В тот самый момент, когда я произносил последние слова, они как-то странно прозвучали в моих устах, нескладно.

Всё равно, как если бы непьющий сказал «пьянка; а некурящий или не наркоман сказал бы «бычок» или «притон», или любое другое жаргонное словечко, характерное для алкоголиков или наркоманов.

Любое слово, если мы им никогда не пользуемся, в наших устах звучит нескладно. Даже слово фюзеляж нелепо звучит в устах того, кто не увлекается самолётами.

Но слово есть слово, звук, разносящийся в воздухе; и нет такой причины, по которой я не мог бы произнести любое слово, которое захочу, и при этом, не чувствовать себя болваном.

Несколько секунд, пока она поблескивала на меня глазами, я молчал.

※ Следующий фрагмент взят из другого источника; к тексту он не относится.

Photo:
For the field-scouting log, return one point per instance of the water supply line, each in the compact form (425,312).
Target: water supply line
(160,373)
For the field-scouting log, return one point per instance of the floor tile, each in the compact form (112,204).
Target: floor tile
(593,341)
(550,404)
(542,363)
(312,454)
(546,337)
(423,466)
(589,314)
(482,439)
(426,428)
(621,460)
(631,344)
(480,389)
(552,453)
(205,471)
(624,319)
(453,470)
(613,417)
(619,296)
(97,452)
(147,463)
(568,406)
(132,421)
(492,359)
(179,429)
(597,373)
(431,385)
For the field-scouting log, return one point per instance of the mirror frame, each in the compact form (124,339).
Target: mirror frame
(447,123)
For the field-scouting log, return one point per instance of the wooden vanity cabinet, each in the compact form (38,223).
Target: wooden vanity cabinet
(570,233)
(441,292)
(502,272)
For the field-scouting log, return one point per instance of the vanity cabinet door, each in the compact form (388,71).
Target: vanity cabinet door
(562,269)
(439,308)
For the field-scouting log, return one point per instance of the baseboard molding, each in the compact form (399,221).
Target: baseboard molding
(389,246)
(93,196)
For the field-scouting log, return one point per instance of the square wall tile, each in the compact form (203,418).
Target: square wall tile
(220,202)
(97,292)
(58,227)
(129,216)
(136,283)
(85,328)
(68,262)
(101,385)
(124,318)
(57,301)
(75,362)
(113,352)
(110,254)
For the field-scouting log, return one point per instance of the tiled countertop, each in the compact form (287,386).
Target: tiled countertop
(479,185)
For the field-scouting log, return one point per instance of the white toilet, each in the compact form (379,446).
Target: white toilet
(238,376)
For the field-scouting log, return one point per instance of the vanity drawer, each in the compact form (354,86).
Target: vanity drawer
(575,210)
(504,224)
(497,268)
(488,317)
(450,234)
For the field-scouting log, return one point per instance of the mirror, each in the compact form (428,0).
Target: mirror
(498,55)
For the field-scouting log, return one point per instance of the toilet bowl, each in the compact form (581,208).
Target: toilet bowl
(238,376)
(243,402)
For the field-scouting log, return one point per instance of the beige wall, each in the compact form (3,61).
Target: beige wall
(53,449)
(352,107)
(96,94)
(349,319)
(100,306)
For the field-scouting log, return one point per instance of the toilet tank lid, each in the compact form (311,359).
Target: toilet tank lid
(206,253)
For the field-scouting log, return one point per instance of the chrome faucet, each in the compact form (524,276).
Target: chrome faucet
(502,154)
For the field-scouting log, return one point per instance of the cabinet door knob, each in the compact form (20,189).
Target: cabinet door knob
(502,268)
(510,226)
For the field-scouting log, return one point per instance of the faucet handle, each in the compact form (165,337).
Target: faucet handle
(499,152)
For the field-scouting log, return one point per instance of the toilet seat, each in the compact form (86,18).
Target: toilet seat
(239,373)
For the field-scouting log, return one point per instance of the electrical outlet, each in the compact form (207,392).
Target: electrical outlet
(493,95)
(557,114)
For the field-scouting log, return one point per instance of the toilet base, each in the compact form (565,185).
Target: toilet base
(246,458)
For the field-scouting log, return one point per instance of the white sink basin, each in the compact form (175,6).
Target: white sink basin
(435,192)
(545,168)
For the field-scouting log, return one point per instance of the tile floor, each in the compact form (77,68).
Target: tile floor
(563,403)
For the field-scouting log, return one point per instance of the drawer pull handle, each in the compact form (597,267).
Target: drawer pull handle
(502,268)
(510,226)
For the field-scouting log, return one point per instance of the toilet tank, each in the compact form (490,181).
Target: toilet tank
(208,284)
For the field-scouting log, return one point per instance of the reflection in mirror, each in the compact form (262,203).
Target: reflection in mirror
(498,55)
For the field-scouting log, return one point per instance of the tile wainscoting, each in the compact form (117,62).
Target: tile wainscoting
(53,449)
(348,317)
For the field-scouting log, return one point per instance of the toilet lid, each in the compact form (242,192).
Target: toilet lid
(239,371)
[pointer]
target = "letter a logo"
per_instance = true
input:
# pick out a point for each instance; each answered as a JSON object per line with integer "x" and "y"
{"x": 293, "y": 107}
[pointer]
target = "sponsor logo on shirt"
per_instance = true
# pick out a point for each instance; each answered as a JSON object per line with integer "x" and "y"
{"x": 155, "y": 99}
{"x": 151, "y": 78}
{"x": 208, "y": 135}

Как можно практиковаться в брани? Под мелодию Прокофьева, всё ещё звучащую по радио, я тихонько начал:

— О… чёрт, чёрт, побери, чёрт-чёрт-побери-и-и-и-и чёрт-чёрт-побери-о… чёрт-чёрт-побери. ЧЁРТ-ЧёРТ ПОБЕРИ-И-И О, чёрт-чёрт-побе-побери-чёрт-чёрт-побери-о-чёрт-чёрт-побе-побери чёр-р-р-р-т; О, чё-р-р-р-р-р-т… ДЬЯВОЛ!

Услышав, что я пою с такой серьёзной сосредоточенностью, она повалилась на руль от хохота.

— Смейся сколько хочешь, чёрт побери, вуки, — сказал я. — Я намерен хорошенько выучить всю эту чертовщину! Дьявольщина! Как называется эта чёртова музыка?

— Ох, Ричард, — она перевела дух, утирая слезы. — Это Ромео и Джульетта…

Я продолжал петь, несмотря ни на что, и, само собой, после нескольких строф, эти слова совершенно утратили своё значение. Ещё бы пару строк, и я бы с лёгкостью чертыхался и произносил самые жуткие проклятия!

А там можно освоить и другие словечки! Почему мне ещё тридцать лет назад не пришло в голову практиковаться в ругани? У входа в концертный зал она заставила меня прекратить богохульства.

Только тогда, когда мы снова сели в машину, просидев весь вечер в первом ряду и слушая Чайковского и Сэмюэла Барбера в исполнении Лос-Анжелесского филармонического оркестра и Ицхака Перлмана под руководством Зубина Мета, я смог, наконец, выразить свои чувства.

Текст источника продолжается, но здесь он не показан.